RT-LAB provides tools for running simulations of highly complex models on a network of distributed run-time targets, communicating via ultra-low-latency technologies, in order to achieve the required performance. In addition, RT-LAB’s modular design enables the delivery of economical systems by supplying only the modules needed by the application in order to minimize computational requirements and meet customers’ price targets. This is essential for high-volume embedded applications.

The RT-XSG toolbox incorporates features to communicate at very high speeds with an RT-LAB model running in real-time.

The same architecture has been maintained for simulation using the HYPERSIM platforms. The bitstreams generated from RT-XSG can thus be used either in RT-LAB or HYPERSIM simulations. 

Introduction to the RT-XSG Hardware I/O Interfaces

A general data processing block diagram is illustrated in the following figure. The role of the RT-XSG toolbox is to provide the user with all the facilities necessary to feed the custom processing block with appropriate data, and to send the generated outputs to an appropriate target.

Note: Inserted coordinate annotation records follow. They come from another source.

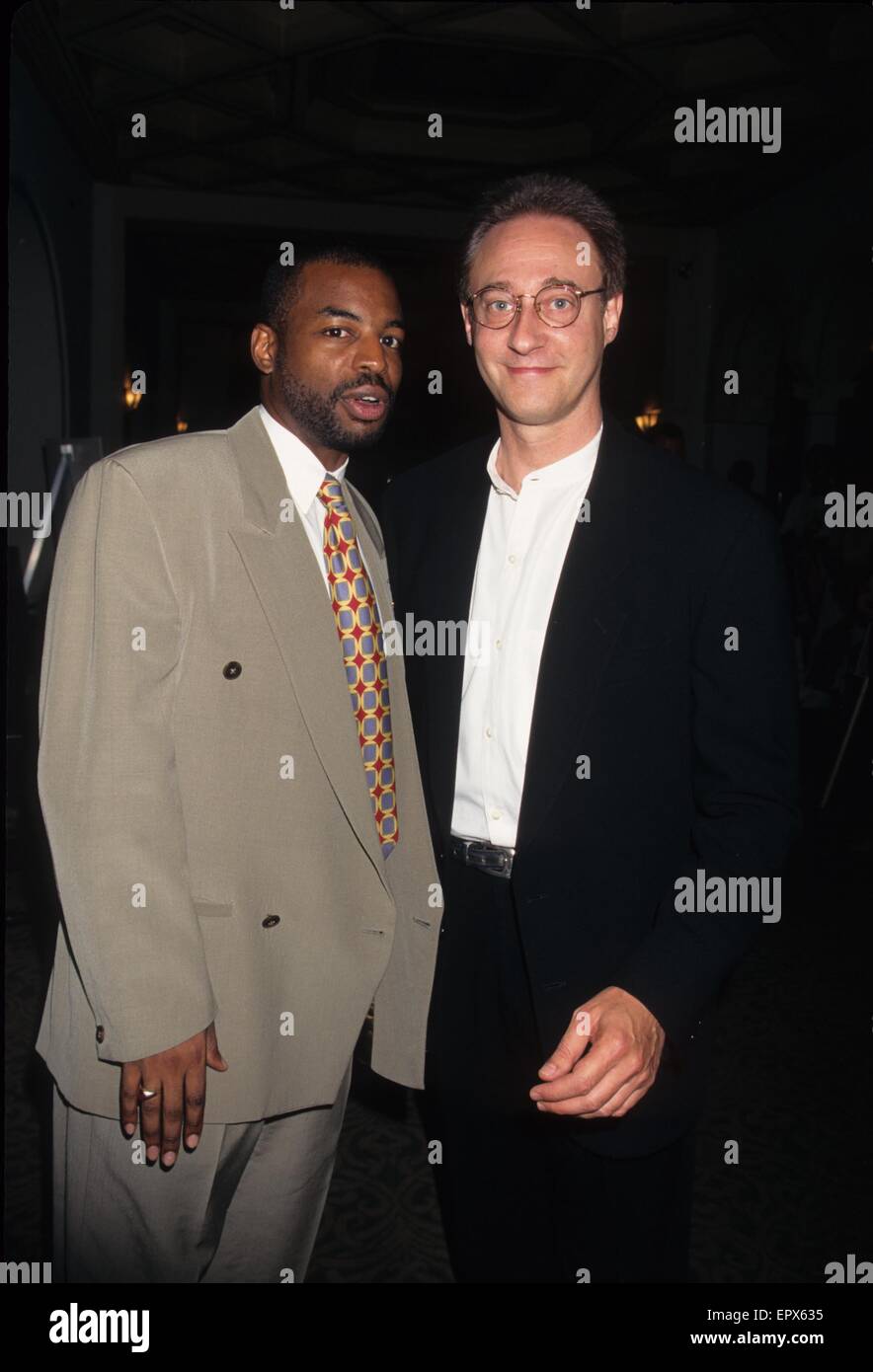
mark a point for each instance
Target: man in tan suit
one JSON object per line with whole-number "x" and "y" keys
{"x": 231, "y": 792}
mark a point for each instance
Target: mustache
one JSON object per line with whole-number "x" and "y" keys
{"x": 365, "y": 380}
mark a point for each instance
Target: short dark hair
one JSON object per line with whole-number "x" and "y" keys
{"x": 544, "y": 192}
{"x": 281, "y": 283}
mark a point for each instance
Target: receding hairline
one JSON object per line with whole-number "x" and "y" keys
{"x": 475, "y": 246}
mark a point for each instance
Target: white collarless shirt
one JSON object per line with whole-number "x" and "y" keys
{"x": 524, "y": 541}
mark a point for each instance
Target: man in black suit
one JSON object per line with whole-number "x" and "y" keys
{"x": 609, "y": 770}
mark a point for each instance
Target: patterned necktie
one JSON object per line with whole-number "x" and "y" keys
{"x": 362, "y": 647}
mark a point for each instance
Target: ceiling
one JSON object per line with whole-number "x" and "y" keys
{"x": 330, "y": 101}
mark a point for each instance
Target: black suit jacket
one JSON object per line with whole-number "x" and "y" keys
{"x": 692, "y": 746}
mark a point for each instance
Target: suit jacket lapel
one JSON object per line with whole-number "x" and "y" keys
{"x": 278, "y": 558}
{"x": 588, "y": 615}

In the following figure, these roles are symbolized by the two bold arrows.

The Input and Output can be implemented as needed by the application.

As examples, consider the four following cases:

• Direct input and monitoring devices, as external signal generators and oscilloscopes, respectively;
• In a hardware-in-the-loop simulation, outputs are used outside the box to generate the inputs directly by the hardware under test;
• In an FPGA-accelerated simulation, as when RT-XSG is used in conjunction with RT-LAB, the Custom processing block is used to offload part of the processing from the software processor onto the FPGA board. In this case, inputs come from the processor, and the outputs loop back to the same software model;
• Any combination of the above.

The type of input/output channel configuration is application-specific. Nevertheless, the maximum channel count is platform-dependent and is indicated in the documentation of the hardware platform selected.

RT-XSG FPGA Model Creation Paradigm

In the above figure, the Custom Processing block is designed by the user. It is often referred to as the User model.

For simplicity purposes, some structural and technical features are transparent from the user when working with the RT-XSG toolbox. Specifically, the User model signals are attached to a base configuration, which is the top-level hierarchical entity of the reprogrammable device and is invisible to the user.

The base configuration serves as an interface from the user model to the outside world (i.e. the components and ports on the target platform outside the programmable device). It manages the signal routing and I/O configuration compatibility with the user model and high-speed bidirectional communication with the real-time model.

The RT-XSG toolbox provides a series of block libraries that give access to a variety of analog and digital I/O interfaces, along with blocks that enable the transfer of digital signals to and from an RT-LAB simulation model in real-time. The toolbox facilitates interface management so that the user can concentrate on the algorithmic processing part of the design.